From: Bill Schmidt <wschmidt@linux.vnet.ibm.com>
To: Richard Biener <rguenther@suse.de>
Cc: Uros Bizjak <ubizjak@gmail.com>,
GCC Patches <gcc-patches@gcc.gnu.org>,
Peter Bergner <bergner@vnet.ibm.com>
Subject: Re: [PATCH, RFC] First cut at using vec_construct for strided loads
Date: Thu, 09 Jun 2016 15:27:00 -0000 [thread overview]
Message-ID: <66A803C5-40CD-4F6A-9214-DF1056DD636A@linux.vnet.ibm.com> (raw)

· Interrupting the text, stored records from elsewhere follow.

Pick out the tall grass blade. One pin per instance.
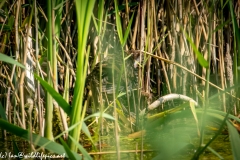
(10, 60)
(37, 140)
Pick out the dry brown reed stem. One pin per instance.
(156, 37)
(11, 85)
(184, 68)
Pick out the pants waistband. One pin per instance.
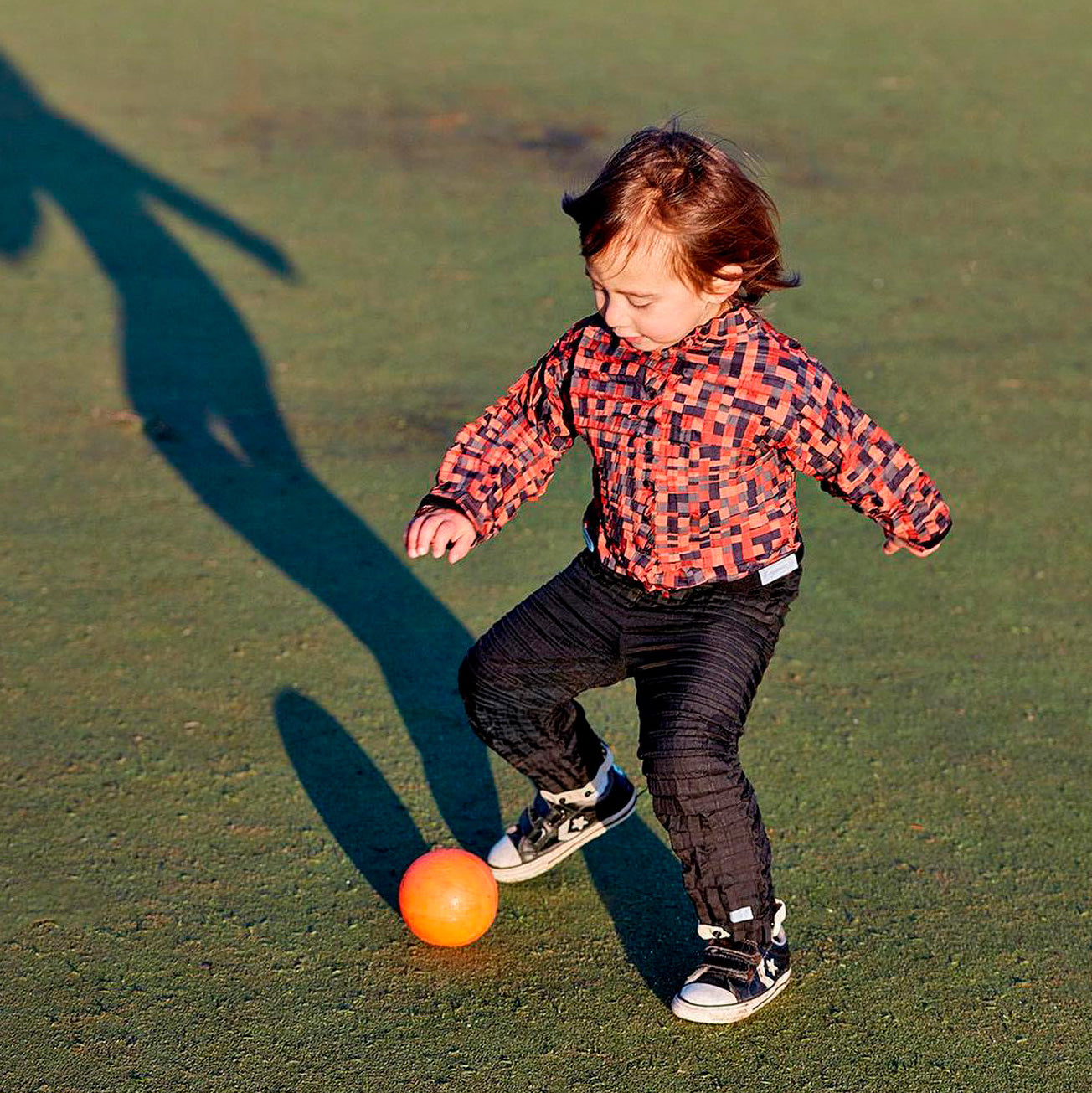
(751, 583)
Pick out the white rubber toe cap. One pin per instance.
(705, 993)
(504, 853)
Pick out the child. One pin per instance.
(698, 413)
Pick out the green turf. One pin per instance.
(304, 243)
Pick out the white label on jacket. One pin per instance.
(777, 570)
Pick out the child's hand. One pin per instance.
(437, 529)
(897, 544)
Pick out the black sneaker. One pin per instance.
(734, 977)
(555, 825)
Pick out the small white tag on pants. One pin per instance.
(779, 569)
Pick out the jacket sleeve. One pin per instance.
(508, 454)
(826, 436)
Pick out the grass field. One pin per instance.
(260, 262)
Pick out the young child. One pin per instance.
(698, 413)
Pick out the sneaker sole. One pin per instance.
(562, 850)
(726, 1014)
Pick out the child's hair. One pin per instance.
(690, 188)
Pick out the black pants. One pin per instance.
(697, 658)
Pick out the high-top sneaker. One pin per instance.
(734, 977)
(555, 825)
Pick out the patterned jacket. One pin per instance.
(694, 451)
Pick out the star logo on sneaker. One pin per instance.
(767, 972)
(572, 827)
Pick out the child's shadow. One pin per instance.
(198, 379)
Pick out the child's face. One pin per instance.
(645, 302)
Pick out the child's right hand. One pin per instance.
(436, 529)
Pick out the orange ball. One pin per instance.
(448, 898)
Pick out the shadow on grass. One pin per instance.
(194, 374)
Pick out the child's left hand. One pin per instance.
(897, 544)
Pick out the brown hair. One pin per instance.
(692, 189)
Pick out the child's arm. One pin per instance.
(827, 437)
(507, 456)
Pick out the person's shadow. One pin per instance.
(197, 379)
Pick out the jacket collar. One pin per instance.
(726, 327)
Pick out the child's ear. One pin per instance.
(727, 281)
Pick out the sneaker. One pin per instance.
(734, 977)
(555, 825)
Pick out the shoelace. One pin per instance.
(534, 827)
(738, 961)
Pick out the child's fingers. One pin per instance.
(421, 534)
(461, 545)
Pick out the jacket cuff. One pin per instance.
(937, 539)
(439, 501)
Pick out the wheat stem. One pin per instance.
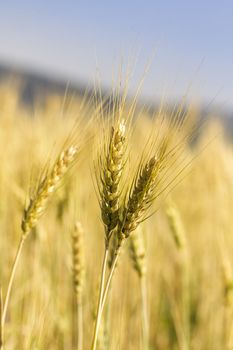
(145, 323)
(100, 300)
(11, 280)
(1, 325)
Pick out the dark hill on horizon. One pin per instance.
(36, 87)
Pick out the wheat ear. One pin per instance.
(36, 208)
(109, 188)
(110, 179)
(46, 188)
(78, 280)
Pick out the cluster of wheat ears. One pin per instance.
(131, 182)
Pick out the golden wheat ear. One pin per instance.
(111, 166)
(46, 188)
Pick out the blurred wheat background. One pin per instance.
(71, 148)
(187, 261)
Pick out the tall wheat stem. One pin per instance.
(101, 291)
(145, 324)
(11, 280)
(1, 328)
(80, 326)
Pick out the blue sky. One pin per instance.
(190, 42)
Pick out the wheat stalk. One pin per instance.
(78, 280)
(1, 325)
(137, 254)
(178, 233)
(37, 207)
(111, 168)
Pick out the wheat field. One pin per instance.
(172, 287)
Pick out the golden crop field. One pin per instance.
(84, 179)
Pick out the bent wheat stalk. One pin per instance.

In-Reply-To: <alpine.LSU.2.11.1606081603170.1493@t29.fhfr.qr>
> On Jun 8, 2016, at 9:05 AM, Richard Biener <rguenther@suse.de> wrote:
>
> On Wed, 8 Jun 2016, Bill Schmidt wrote:
>
>> Hi Richard,
>>
>>> On Jun 8, 2016, at 7:29 AM, Richard Biener <richard.guenther@gmail.com> wrote:
>>>
>>> On Wed, Jun 13, 2012 at 4:18 AM, William J. Schmidt
>>> <wschmidt@linux.vnet.ibm.com> wrote:
>>>> This patch is a follow-up to the discussion generated by
>>>> http://gcc.gnu.org/ml/gcc-patches/2012-06/msg00546.html. I've added
>>>> vec_construct to the cost model for use in vect_model_load_cost, and
>>>> implemented a cost calculation that makes sense to me for PowerPC. I'm
>>>> less certain about the default, i386, and spu implementations. I took a
>>>> guess at i386 from the discussions we had, and used the same calculation
>>>> for the default and for spu. I'm hoping you or others can fill in the
>>>> blanks if I guessed badly.
>>>>
>>>> The i386 cost for vec_construct is different from all the others, which
>>>> are parameterized for each processor description. This should probably
>>>> be parameterized in some way as well, but thought you'd know better than
>>>> I how that should be. Perhaps instead of
>>>>
>>>> elements / 2 + 1
>>>>
>>>> it should be
>>>>
>>>> (elements / 2) * X + Y
>>>>
>>>> where X and Y are taken from the processor description, and represent
>>>> the cost of a merge and a permute, respectively. Let me know what you
>>>> think.
>>>
>>> Just trying to understand how you arrived at the above formulas in investigating
>>> strangely low cost for v16qi construction of 9. If we pairwise reduce elements
>>> with a cost of 1 then we arrive at a cost of elements - 1, that's what you'd
>>> get with not accounting an initial move of element zero into a vector and then
>>> inserting each other element into that with elements - 1 inserts.
>>
>> What I wrote there only makes partial sense for certain types on Power, so far as
>> I can tell, and even then it doesn’t generalize properly. When the scalar registers
>> are contained in the vector registers (as happens for floating-point on Power), then
>> you can do some merges and other forms of permutes to combine them faster
>> than doing specific inserts. But that isn’t a general solution even on Power; for the
>> integer modes we still do inserts.
>
> You mean Power has instructions to combine more than two vector registers
> into one? Otherwise you still need n / 2 plus n / 4 plus n / 8 ...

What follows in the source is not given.